Shankar Acharya, former Chief Economic Advisor of India and former chairman of Kotak Mahindra Bank said that, after the lockdown, approximately 100 million jobs have been lost. He further added that IMF (International Monetary Fund) has claimed that India’s GDP (Gross Domestic Product) will remain 1.9% and according to him it is also a very optimistic figure as he fears that the GDP of India could fall to negative. 24% of unemployment which is measured by the CMIE is also a huge number, the fall in the participation of labour by 6% and the probability of an increase in fiscal deficit is all making the situation of Indian economy very critical.

 

How many Financial Crises been faced by India?

Balance of Payment Crises

In the year 1991, India was only left with 1.2 billion dollars in January 1991 and by June 1991 it remained 600 million dollars. Government has a tremendous fiscal deficit. National Gold Reserve was pledged (around 67 tons of gold), then only IMF agreed to lend 2.2-billion-dollar loan to India. RBI at the same time had to pledge 47 tonnes of gold to the Bank of England and 20 tons gold was a pledge to Switzerland, and then only in return, India was able to receive 600 million dollars. And all this amount was only sufficient for the next 3 weeks to run the country. GDP had dreadful 12.9 % fiscal imbalance. It was only after the Narsimha Rao government and Dr Manmohan Singh duo who were able to revive the country back through their radical reforms.

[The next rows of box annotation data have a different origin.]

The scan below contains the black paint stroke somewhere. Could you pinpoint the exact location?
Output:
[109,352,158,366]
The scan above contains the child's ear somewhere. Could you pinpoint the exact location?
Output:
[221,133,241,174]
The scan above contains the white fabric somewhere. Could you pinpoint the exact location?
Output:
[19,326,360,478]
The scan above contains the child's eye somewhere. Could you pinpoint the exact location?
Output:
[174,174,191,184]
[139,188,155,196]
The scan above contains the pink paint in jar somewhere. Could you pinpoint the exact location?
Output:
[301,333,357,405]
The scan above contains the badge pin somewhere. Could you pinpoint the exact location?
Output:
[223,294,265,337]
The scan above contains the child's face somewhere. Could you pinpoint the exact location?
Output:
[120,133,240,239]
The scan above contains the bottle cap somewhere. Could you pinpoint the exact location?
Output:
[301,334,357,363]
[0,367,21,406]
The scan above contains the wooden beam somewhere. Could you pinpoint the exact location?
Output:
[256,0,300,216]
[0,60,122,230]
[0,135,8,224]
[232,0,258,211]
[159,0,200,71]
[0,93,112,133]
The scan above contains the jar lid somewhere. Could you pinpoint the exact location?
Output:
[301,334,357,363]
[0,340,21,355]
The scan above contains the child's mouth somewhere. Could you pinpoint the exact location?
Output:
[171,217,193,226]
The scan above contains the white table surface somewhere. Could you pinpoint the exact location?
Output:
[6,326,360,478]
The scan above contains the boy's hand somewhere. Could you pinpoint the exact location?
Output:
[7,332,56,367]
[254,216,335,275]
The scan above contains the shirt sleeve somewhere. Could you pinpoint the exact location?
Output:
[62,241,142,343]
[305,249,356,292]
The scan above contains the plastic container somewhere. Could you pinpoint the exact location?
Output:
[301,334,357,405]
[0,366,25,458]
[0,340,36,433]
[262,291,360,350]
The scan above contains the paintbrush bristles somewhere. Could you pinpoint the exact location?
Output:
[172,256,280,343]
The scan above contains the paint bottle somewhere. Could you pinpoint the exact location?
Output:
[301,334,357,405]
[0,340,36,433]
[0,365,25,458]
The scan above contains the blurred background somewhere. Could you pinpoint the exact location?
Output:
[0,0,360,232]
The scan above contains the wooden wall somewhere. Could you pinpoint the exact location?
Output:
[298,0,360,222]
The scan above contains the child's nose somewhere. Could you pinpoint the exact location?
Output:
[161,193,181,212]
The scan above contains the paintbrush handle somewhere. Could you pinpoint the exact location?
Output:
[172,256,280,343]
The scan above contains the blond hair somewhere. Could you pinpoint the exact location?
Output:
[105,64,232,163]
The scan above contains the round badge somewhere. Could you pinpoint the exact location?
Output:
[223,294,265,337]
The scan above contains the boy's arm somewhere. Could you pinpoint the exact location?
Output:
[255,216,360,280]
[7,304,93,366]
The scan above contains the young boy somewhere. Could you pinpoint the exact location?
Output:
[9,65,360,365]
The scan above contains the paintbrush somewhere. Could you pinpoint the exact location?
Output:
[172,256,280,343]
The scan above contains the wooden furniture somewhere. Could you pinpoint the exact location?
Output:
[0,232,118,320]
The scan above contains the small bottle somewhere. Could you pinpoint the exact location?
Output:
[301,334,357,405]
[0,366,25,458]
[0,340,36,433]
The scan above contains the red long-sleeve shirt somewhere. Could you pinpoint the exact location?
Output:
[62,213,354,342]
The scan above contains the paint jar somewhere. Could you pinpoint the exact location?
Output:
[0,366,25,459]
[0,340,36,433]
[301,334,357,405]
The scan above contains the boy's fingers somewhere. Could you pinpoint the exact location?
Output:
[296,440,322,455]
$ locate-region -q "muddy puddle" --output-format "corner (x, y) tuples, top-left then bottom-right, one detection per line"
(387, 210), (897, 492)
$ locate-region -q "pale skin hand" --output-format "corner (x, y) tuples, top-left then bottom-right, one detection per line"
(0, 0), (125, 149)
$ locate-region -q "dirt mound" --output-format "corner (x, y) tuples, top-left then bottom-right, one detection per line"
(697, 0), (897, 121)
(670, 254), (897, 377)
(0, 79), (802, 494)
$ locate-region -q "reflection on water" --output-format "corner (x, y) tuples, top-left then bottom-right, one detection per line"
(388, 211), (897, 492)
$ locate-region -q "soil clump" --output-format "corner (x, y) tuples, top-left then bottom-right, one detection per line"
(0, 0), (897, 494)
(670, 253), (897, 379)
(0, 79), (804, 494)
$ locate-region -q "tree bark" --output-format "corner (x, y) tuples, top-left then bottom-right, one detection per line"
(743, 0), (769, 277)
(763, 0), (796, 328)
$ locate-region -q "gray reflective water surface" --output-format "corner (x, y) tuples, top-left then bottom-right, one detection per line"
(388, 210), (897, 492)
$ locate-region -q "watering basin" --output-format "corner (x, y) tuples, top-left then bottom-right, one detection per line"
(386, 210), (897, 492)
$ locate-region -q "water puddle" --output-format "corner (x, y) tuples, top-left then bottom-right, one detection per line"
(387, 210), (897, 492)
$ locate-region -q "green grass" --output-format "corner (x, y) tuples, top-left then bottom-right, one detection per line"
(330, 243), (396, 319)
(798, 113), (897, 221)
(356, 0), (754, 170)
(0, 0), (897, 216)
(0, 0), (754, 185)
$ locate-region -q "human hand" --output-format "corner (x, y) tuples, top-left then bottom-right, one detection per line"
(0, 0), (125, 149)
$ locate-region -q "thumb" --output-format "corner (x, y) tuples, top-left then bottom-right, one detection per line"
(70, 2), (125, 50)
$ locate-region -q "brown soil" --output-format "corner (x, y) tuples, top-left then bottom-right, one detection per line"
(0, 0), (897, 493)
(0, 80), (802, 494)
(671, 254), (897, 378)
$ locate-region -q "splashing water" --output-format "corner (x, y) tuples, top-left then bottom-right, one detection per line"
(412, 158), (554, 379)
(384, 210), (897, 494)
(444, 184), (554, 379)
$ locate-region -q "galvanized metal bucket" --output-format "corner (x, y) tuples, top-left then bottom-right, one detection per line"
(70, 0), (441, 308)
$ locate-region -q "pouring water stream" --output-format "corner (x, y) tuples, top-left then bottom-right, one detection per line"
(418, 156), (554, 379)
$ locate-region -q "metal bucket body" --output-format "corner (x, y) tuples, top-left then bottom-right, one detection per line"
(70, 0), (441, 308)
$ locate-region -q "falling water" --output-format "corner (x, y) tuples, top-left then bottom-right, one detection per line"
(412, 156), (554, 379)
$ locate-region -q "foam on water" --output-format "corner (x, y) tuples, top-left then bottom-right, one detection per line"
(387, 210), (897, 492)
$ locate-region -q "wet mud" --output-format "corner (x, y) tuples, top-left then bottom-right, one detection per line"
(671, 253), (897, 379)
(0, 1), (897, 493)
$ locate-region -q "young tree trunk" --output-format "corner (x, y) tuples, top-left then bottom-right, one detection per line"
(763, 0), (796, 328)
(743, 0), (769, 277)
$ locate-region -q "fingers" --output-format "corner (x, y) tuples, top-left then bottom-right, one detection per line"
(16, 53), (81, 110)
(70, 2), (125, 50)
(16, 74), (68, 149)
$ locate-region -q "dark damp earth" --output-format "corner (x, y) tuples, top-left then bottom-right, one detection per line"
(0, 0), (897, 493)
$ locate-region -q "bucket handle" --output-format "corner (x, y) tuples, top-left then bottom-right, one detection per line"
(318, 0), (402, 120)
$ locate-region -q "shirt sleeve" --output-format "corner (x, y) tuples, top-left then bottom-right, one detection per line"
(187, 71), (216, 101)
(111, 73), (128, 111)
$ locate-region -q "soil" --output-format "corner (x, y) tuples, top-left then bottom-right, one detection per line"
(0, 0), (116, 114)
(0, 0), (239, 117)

Whereas now we have around 476 billion dollars of forex reserve, way better position than that of 1991. GDP, which was 266 billion dollars in 1991, is now of 3 trillion dollars.  Even in 1991 Financial Emergency was not imposed, so it can be said that there is no as such necessity and requirement to impose it now.     

 

Impact of Financial Emergency if Imposed

The government will have the full power to control and run the country. They can reduce or restrain the pension and salary given to the government employees. They will also have full autonomy to control the fund given by the centre to the state government. The government can impose various restrictions on the bank as well, so the people will have to face the restriction in the withdrawal of funds from the bank, decrease rate in interest etc. if any State Government oppose to the implementation of the emergency then the centre can dismiss the state government u/a 356 of the Constitution and the centre will have its direct rule in those states by means of Presidential Rule. So basically, in a financial emergency, the Central government will have more executive power mostly with regard to financial matters over the state government.